Konsep negara persemakmuran Hindia yang dikemukakan oleh Ratu Belanda, Wilhelmina, tak ayal membuat Van Mook selaku delegasi pemerintah Belanda berpikir keras untuk merealisasikan keinginan Ratu. Terlebih ketika sumber-sumber daya alam di Indonesia masih diminati oleh Belanda, dengan berbagai upayanya untuk menguasai kembali pasca Proklamasi Kemerdekaan Indonesia.
Berawal dari Perundingan Linggarjati, antara Indonesia dengan Belanda, pada November 1946. Semua kepentingan Belanda usai Perang Dunia II di Indonesia harus menjadi prioritas utama dalam melaksanakan kampanye kolonialisasi. Perundingan yang digelar dibuat hanya untuk mengulur waktu dalam mobilisasi pasukan Belanda yang mendarat di Indonesia.
Hingga pada saatnya, tanggal 15 Juli 1947, Van Mook justru memberi ultimatum kepada Indonesia agar menarik mundur pasukan Republik dari garis demarkasi yang sudah ditetapkan pada perundingan Linggarjati. Tetapi, apa lacur, jalan ninja para pejuang telah sampai pada sikap berjuang hingga titik darah penghabisan.
Disini kita tidak akan membahas bagaimana proses dan hasil Perundingan Linggarjati. Tetapi akan kita ulas bagaimana aksi dan reaksi dari para pemimpin dan pejuang dalam menghadapi Belanda.
Seperti kita ketahui, Perundingan Linggarjati, pada akhirnya justru dilanggar oleh Belanda sendiri, yang kemudian dengan segera melancarkan Operatie Product terhadap wilayah-wilayah Republik. Khususnya terhadap wilayah-wilayah yang memiliki potensi besar dalam sumber daya alamnya, seperti minyak bumi dan area pertambangan.
Walau tidak dipungkiri, area komoditi pangan juga menjadi sasaran Belanda dalam memutus suplay logistik bagi para pejuang. Maka, tepat pada tanggal 21 Juli 1947, aksi polisionil Belanda secara serempak dilancarkan.

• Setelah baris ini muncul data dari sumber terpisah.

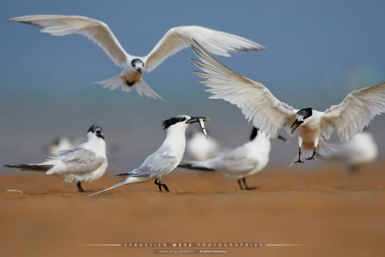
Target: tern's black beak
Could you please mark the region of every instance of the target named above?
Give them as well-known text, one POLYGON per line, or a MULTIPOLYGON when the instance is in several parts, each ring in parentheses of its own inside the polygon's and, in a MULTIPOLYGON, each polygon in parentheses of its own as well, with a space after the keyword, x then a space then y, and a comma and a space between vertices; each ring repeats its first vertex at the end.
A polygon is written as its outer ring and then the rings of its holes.
POLYGON ((202 120, 203 121, 211 120, 211 119, 209 117, 191 117, 191 118, 187 120, 186 123, 188 124, 198 123, 200 121, 200 119, 202 120))
POLYGON ((279 139, 279 140, 282 140, 283 141, 287 143, 288 142, 288 139, 284 137, 282 137, 281 135, 279 134, 278 137, 276 137, 277 139, 279 139))
POLYGON ((291 132, 290 134, 293 134, 293 132, 297 130, 298 127, 300 127, 302 123, 304 123, 304 120, 298 120, 298 118, 295 119, 294 123, 291 125, 291 132))
POLYGON ((206 136, 206 138, 207 138, 207 132, 206 132, 206 127, 204 127, 204 121, 209 121, 211 120, 211 119, 209 117, 191 117, 191 118, 187 120, 186 123, 187 124, 200 123, 202 131, 203 132, 203 134, 204 134, 204 136, 206 136))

Aksi ini juga dikenal dengan istilah Agresi Militer Belanda I.
Auto terjadi pertempuran dimana-mana, antara militer Belanda dengan pejuang Republik. Khususnya di wilayah Sumatera, Jawa Barat, Jawa Tengah, dan Jawa Timur yang menjadi target utamanya. Perkebunan tebu dan pabrik-pabrik gula dengan segera dapat dikuasai Belanda ketika itu. Nah, pada aksi polisionil inilah, nama Westerling kemudian muncul di medan pertempuran.
Seorang sosok yang terkenal karena peristiwa Sulawesi, dengan korban kurang lebih mencapai 40.000 jiwa.
Agresi Militer Belanda I ini secara militeristik memang mampu menempatkan Belanda sebagai pemenang. Tetapi tidak dalam konteks politik, karena pasca aksi polisionil ini, dunia internasional justru mengecam Belanda. Begitu juga dengan kegigihan para pejuang Republik yang tengah "baku hantam" dengan pasukan Belanda.